Ryan Clark‘s Pittsburgh Steelers lost to Aaron Rodgers‘ Green Bay Packers in Super Bowl 45.
On Thursday’s edition of Get Up! , Clark had to relive his worst moment of his playing career in front of his ESPN colleagues. Clark won a Super Bowl with the Steelers back in 2008 and made it to a Pro Bowl back in 2011. He spent eight of his 13 NFL seasons with the Steelers out of LSU. However, he’s often reminded of how he came this close to stopping Rodgers in the Super Bowl.
To say Ryan Clark got a little animated here would be an understatement.

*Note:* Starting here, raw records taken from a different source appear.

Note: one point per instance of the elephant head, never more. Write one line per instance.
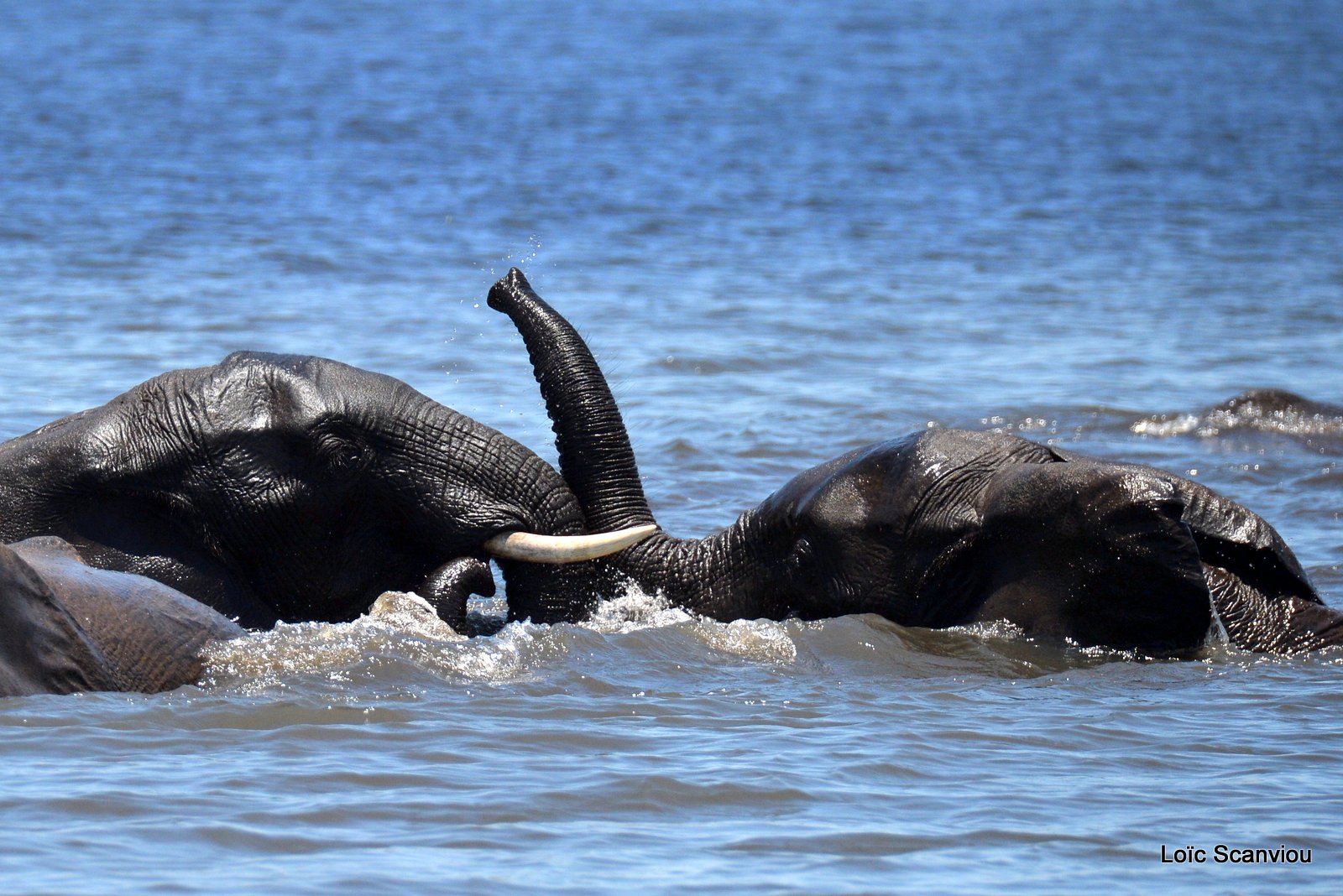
(940, 529)
(288, 487)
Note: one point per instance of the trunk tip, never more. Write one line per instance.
(508, 290)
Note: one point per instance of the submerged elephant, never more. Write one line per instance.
(940, 529)
(66, 627)
(295, 488)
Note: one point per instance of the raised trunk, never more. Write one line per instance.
(595, 455)
(712, 576)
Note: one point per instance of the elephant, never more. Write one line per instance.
(67, 627)
(280, 487)
(940, 529)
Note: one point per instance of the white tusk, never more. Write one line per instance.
(564, 549)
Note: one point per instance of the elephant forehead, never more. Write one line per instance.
(860, 488)
(255, 388)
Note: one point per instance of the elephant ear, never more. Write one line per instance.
(1231, 537)
(42, 649)
(1081, 551)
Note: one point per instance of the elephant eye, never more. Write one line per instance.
(339, 455)
(801, 555)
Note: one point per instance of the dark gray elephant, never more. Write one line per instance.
(66, 627)
(288, 487)
(943, 528)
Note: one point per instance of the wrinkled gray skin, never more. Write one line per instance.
(290, 488)
(943, 528)
(66, 627)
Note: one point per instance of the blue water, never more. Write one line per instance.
(787, 231)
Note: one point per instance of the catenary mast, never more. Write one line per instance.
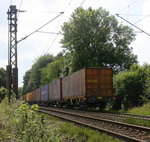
(12, 69)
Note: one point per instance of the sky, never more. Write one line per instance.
(39, 12)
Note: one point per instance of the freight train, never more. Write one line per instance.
(84, 88)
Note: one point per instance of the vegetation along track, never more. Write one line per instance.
(121, 130)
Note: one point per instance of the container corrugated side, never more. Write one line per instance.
(44, 93)
(38, 96)
(55, 92)
(73, 86)
(99, 82)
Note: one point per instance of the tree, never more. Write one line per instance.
(2, 77)
(131, 88)
(3, 93)
(32, 78)
(40, 63)
(95, 38)
(52, 71)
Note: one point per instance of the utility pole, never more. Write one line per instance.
(12, 69)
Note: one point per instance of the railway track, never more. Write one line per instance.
(121, 130)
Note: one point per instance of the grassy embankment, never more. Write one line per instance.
(21, 123)
(143, 110)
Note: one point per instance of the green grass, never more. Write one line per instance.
(143, 110)
(20, 122)
(82, 134)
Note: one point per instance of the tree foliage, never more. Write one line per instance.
(2, 77)
(95, 38)
(3, 93)
(32, 78)
(52, 71)
(131, 88)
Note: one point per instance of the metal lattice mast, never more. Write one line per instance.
(12, 69)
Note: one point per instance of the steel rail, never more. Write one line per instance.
(122, 136)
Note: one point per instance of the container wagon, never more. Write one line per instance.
(55, 92)
(44, 94)
(88, 87)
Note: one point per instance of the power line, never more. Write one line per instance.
(52, 43)
(128, 6)
(11, 2)
(56, 27)
(142, 19)
(132, 24)
(82, 3)
(47, 32)
(131, 15)
(39, 28)
(20, 7)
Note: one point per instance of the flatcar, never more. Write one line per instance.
(84, 88)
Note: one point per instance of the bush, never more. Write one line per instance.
(3, 93)
(131, 87)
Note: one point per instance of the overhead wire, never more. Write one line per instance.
(11, 2)
(128, 6)
(142, 19)
(133, 25)
(82, 3)
(20, 8)
(39, 28)
(56, 28)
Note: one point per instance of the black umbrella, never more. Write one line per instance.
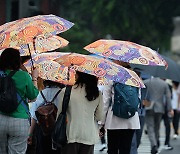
(172, 72)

Clark was an inch away from breaking up that pass thrown by Rodgers down in Texas on that early February 2011 night. This play came in the midst of Clark’s playing prime with the Steelers. He could have been a hero for the Steelers like James Harrison was two years prior in Super Bowl 43. Instead, Rodgers got to hoist the Lombardi Trophy that night and Clark went home empty-handed.
Rodgers would go on to refer to Clark by his jersey number, No. 25, pointing out how close Clark was to making a play on his thrown ball. Clark called it pouring salt in the wound by saying Rodgers had his thumb and index finger only slightly apart to signify how close Clark was to making a play on the ball. Clark may respect him as a player, but that doesn’t mean he’s not mad.
Football is a game of inches, and it is with these minuscule measures that games are won and lost. If Julian Edelman doesn’t come down with that catch, the Atlanta Falcons win Super Bowl 51 and not the New England Patriots. Had Kevin Dyson been one yard closer to the goal line, the Tennessee Titans would have won Super Bowl 54 and not the then-St. Louis Rams. It happens.
What is especially weird in all this is neither the Packers nor the Steelers have been back to the Super Bowl since. Pittsburgh has only been to one AFC Championship game since 2010, falling to the Patriots in 2016. Since 2010, the Packers have lost three straight NFC Championship games, losing to the Seattle Seahawks in 2014, the Falcons in 2016 and the San Francisco 49ers last year.
Clark may never be able to get over Rodgers getting the best of him on that play in Super Bowl 45.